A quiet village with several flint and red brick buildings, lying two miles east of Biggin Hill


Hidden London: Cudham village sign
Cudham’s millen­nial village sign

Cudham’s church of St Peter and St Paul is of twelfth century origin, though much restored since. There is evidence that there has been a place of worship on this site since 900bc and two yew trees in the church­yard may be 17 centuries years old. Local landowners have often been of noble birth but none has ever chosen to live in the village.

In 1865 Richard Relph acquired the Blacksmith’s Arms, a property that dates from 1628. As the name suggests, it was orig­i­nally a smithy. Relph’s wife bore him fifteen children, one of whom – born at the inn when the landlord was at a remark­ably advanced age – went on to become the cele­brated music hall star Little Tich. The pub features in the village’s millen­nial sign, shown in the photo­graph.

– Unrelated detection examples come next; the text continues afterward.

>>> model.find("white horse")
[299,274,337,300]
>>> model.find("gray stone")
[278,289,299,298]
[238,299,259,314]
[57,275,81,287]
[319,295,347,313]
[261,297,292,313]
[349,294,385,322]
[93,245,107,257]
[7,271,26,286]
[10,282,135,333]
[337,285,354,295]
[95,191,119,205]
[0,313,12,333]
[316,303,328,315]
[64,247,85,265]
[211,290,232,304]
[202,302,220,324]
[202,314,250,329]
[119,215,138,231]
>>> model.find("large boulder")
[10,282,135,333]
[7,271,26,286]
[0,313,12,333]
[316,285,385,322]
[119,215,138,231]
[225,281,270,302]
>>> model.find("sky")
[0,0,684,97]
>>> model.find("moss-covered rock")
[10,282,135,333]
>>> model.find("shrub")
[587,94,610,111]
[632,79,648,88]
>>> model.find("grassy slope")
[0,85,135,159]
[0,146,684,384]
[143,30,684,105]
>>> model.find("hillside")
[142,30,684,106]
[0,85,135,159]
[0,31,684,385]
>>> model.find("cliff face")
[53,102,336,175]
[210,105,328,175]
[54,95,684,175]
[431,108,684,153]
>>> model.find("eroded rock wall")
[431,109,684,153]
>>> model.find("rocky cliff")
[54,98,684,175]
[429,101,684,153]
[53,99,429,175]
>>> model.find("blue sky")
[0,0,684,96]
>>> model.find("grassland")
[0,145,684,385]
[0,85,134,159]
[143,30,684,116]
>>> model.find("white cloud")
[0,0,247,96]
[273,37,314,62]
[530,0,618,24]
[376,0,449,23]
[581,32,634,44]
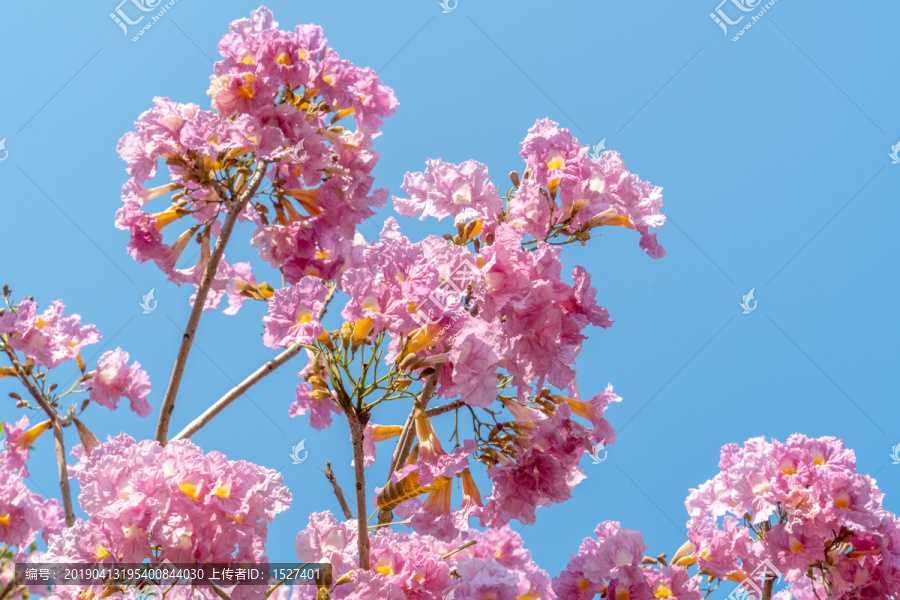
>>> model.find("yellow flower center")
[834,491,850,509]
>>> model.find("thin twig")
[441,540,478,559]
[425,400,466,419]
[759,576,776,600]
[325,462,353,520]
[3,345,75,527]
[156,160,269,446]
[344,401,369,571]
[172,285,336,440]
[378,363,445,526]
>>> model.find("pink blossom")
[47,434,291,563]
[394,160,503,225]
[481,404,593,527]
[0,434,65,552]
[295,512,357,578]
[288,381,341,429]
[82,348,152,417]
[263,277,328,349]
[0,299,100,369]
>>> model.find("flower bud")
[341,321,353,350]
[306,375,328,388]
[400,352,419,371]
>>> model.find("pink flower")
[394,160,503,229]
[0,438,65,552]
[295,511,357,578]
[0,416,40,478]
[288,381,341,429]
[82,348,152,417]
[46,434,291,563]
[360,528,451,600]
[0,299,100,369]
[263,277,328,349]
[481,404,592,527]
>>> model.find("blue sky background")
[0,0,900,597]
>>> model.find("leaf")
[378,473,450,510]
[72,419,100,456]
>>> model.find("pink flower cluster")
[0,299,151,417]
[116,8,397,314]
[394,119,666,258]
[685,433,900,600]
[0,417,65,556]
[285,512,556,600]
[81,348,153,417]
[553,521,703,600]
[509,119,666,258]
[0,298,100,369]
[45,434,291,598]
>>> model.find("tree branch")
[425,400,466,419]
[172,285,337,440]
[344,402,369,570]
[3,345,75,527]
[378,363,445,526]
[325,462,353,521]
[156,160,269,446]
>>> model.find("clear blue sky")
[0,0,900,597]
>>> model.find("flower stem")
[156,160,269,446]
[344,402,369,570]
[378,363,444,527]
[3,345,75,527]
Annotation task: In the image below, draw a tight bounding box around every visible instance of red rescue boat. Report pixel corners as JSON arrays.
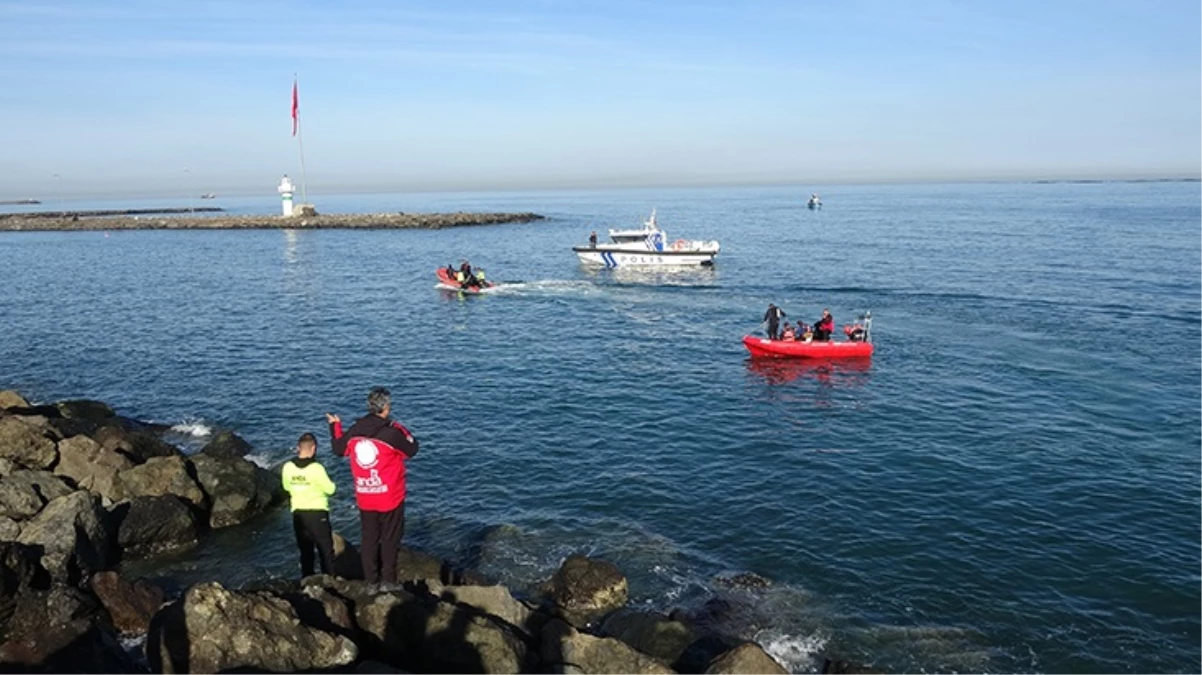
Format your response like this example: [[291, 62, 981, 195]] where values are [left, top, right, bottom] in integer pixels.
[[743, 312, 873, 359]]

The houses and cottages of Cudham date mainly from the 19th century. Cudham Hall served until recently as a trade union-run engi­neering college but has since been converted to apart­ments. The Angas Home has been a vicarage and a sailors’ conva­les­cent home. It’s now a private house and was valued at around £2,750,000 in 2012.

The surrounding farms were once known for growing dyer’s weed (Reseda luteola), which produces a yellow pigment. Its culti­va­tion ceased when synthetic competi­tors rendered it uneco­nomic.

Run by the Woodcraft Folk, Cudham envi­ron­mental activ­i­ties centre is set within a three-acre woodland site on New Barn Lane. It has a resi­den­tial field studies unit, a camping area and a mini-farm.